You can also use a static route to override any dynamic routes that are discovered for this host or network by specifying a static route with a lower metric than the discovered dynamic routes. To create a static route for a host or network, you must define the IP address and metric for the hop gateway to which the firewall will forward packets destined to the selected host or network. You can also define multiple static routes for a host or network.
Step 1 Select Configuration > Device Settings > Routing > Static Route.
The Static Route page appears.
Step 2 Do one of the following:
Step 3 In the Interface Name list, select the interface that is expected to receive the traffic that you want to route. The wizard displays a list of all interfaces defined at the current scope.
Step 4 Enter the address of the network or host to which you are routing in the Destination IP Address field.
Because routes to all directly connected networks are derived automatically, this value identifies an address of a network that is not directly connected to one of the firewall device's network interfaces.
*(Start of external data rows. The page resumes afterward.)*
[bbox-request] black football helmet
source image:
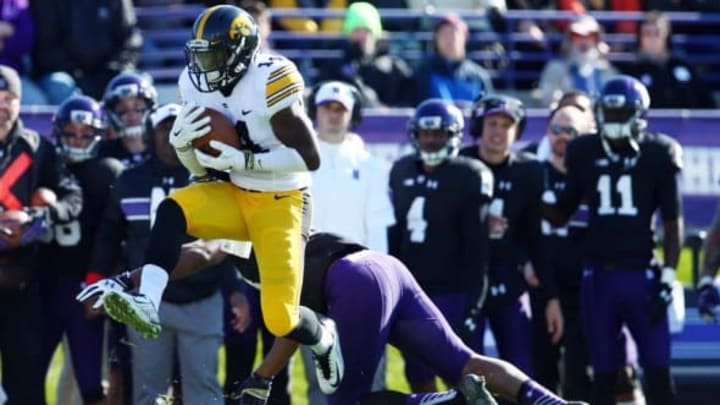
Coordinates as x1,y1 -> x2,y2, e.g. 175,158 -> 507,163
103,72 -> 157,137
408,98 -> 465,166
53,96 -> 105,162
596,75 -> 650,140
185,5 -> 260,92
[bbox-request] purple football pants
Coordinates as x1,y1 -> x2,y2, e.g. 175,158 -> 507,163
582,264 -> 670,373
325,251 -> 471,405
43,280 -> 104,402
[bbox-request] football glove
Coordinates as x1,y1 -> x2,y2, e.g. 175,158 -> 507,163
230,373 -> 272,405
648,267 -> 675,324
170,103 -> 211,151
75,271 -> 132,309
195,140 -> 255,172
698,276 -> 720,323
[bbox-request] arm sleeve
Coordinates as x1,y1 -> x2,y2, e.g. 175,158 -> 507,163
461,169 -> 493,313
387,164 -> 405,257
365,157 -> 395,253
259,56 -> 305,117
36,139 -> 83,223
656,141 -> 682,221
556,140 -> 594,218
525,165 -> 558,299
88,182 -> 126,276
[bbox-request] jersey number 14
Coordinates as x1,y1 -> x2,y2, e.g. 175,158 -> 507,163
597,174 -> 637,216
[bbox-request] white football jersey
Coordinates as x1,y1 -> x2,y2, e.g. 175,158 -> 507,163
178,53 -> 310,191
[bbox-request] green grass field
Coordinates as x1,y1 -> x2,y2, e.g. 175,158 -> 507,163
45,249 -> 692,405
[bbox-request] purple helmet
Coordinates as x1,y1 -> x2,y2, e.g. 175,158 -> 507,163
53,96 -> 105,162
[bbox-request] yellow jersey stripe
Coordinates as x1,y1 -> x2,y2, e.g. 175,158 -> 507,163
268,65 -> 295,83
195,6 -> 220,39
267,83 -> 304,107
265,69 -> 303,104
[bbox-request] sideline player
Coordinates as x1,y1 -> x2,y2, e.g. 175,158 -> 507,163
542,76 -> 683,405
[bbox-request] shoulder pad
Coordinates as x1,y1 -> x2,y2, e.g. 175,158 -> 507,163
256,56 -> 305,108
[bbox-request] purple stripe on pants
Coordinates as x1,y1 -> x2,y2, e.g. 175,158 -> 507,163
325,251 -> 470,405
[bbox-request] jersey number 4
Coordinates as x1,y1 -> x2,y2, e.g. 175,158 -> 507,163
405,197 -> 427,243
597,174 -> 637,216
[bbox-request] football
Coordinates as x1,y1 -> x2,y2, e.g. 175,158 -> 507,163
0,210 -> 30,249
30,187 -> 57,207
192,108 -> 242,156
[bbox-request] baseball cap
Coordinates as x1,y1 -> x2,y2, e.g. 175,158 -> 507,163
435,13 -> 468,34
315,81 -> 355,111
0,65 -> 22,98
343,2 -> 382,38
150,103 -> 181,128
482,99 -> 524,123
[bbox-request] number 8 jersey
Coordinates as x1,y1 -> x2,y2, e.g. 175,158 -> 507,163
557,133 -> 682,263
178,53 -> 310,191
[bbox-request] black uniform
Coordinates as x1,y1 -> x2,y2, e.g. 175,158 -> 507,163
40,155 -> 122,403
533,162 -> 590,400
388,155 -> 492,295
388,155 -> 493,383
557,134 -> 681,403
557,134 -> 682,267
460,145 -> 544,374
0,120 -> 82,405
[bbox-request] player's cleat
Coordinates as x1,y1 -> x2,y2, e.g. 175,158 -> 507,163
313,318 -> 345,394
455,374 -> 497,405
103,291 -> 161,339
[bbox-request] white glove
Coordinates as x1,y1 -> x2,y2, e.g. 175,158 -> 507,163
170,103 -> 211,151
195,140 -> 255,172
75,277 -> 128,309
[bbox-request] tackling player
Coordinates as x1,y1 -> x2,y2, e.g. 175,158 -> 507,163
543,76 -> 683,405
80,5 -> 343,402
388,99 -> 493,392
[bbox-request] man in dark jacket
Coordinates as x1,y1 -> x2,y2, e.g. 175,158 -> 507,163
0,65 -> 82,405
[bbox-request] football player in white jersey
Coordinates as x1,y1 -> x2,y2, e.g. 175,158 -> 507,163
82,5 -> 343,404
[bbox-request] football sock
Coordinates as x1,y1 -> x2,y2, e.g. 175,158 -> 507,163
310,318 -> 334,354
139,264 -> 169,309
405,390 -> 465,405
517,380 -> 567,405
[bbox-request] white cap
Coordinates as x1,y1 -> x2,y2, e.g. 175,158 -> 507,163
315,81 -> 355,111
150,103 -> 181,128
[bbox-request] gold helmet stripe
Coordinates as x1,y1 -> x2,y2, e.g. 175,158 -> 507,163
195,6 -> 220,39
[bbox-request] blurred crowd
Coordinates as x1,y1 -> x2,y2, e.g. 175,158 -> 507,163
0,0 -> 720,108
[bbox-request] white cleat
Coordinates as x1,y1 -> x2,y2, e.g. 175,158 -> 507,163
455,374 -> 497,405
103,291 -> 161,339
313,318 -> 345,394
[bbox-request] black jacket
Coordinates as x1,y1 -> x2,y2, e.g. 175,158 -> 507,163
0,120 -> 82,289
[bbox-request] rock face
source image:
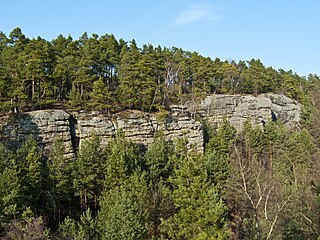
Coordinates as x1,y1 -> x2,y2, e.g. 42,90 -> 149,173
0,94 -> 301,158
199,93 -> 301,131
0,110 -> 74,157
0,110 -> 203,158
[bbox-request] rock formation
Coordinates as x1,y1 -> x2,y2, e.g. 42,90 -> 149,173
198,93 -> 301,131
0,94 -> 301,157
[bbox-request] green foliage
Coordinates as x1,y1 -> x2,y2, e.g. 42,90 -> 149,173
0,28 -> 317,112
16,136 -> 44,210
72,134 -> 105,209
4,208 -> 50,240
160,140 -> 227,239
104,131 -> 141,189
58,209 -> 97,240
98,173 -> 148,239
145,133 -> 173,183
205,119 -> 236,185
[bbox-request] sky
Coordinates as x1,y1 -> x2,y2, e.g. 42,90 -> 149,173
0,0 -> 320,76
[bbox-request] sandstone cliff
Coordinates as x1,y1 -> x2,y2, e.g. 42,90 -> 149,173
0,94 -> 301,157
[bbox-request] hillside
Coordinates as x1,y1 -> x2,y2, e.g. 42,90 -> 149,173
0,28 -> 320,240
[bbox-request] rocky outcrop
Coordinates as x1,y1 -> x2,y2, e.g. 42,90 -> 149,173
73,111 -> 203,151
0,110 -> 74,157
198,93 -> 301,131
0,94 -> 301,158
0,110 -> 203,158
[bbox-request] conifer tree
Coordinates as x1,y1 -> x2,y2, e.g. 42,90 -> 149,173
160,139 -> 227,239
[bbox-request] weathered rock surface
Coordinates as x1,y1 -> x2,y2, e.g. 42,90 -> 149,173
0,110 -> 203,158
0,94 -> 301,157
199,93 -> 301,131
0,110 -> 74,157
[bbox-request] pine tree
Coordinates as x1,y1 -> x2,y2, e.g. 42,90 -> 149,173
98,173 -> 148,240
160,140 -> 227,239
72,134 -> 104,210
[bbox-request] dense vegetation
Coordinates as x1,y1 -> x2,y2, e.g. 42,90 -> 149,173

Use 0.0.0.0 to specify a default route. The default route is used when a packet is destined for a network that is unknown to the firewall device receiving that packet. In this case, all traffic is forwarded to the gateway IP address that is specified in Step 6.
Step 5 To specify the network mask that corresponds to the object specified in the Destination IP Address field, enter that value in the Destination IP Mask field.
Use 0.0.0.0 to specify a default route mask.
Step 6 To specify the default gateway (or the next hop gateway) that forwards any network packets destined to this network or host, enter the new IP address in the Gateway IP Address field.
If the static route uses the IP address from one of the firewall device's interfaces as the gateway IP address, the firewall uses ARP to locate the destination IP address in the packet instead of using ARP to locate the gateway IP address. In this case, the firewall device is the last hop.
Step 7 Verify the metric setting is correct.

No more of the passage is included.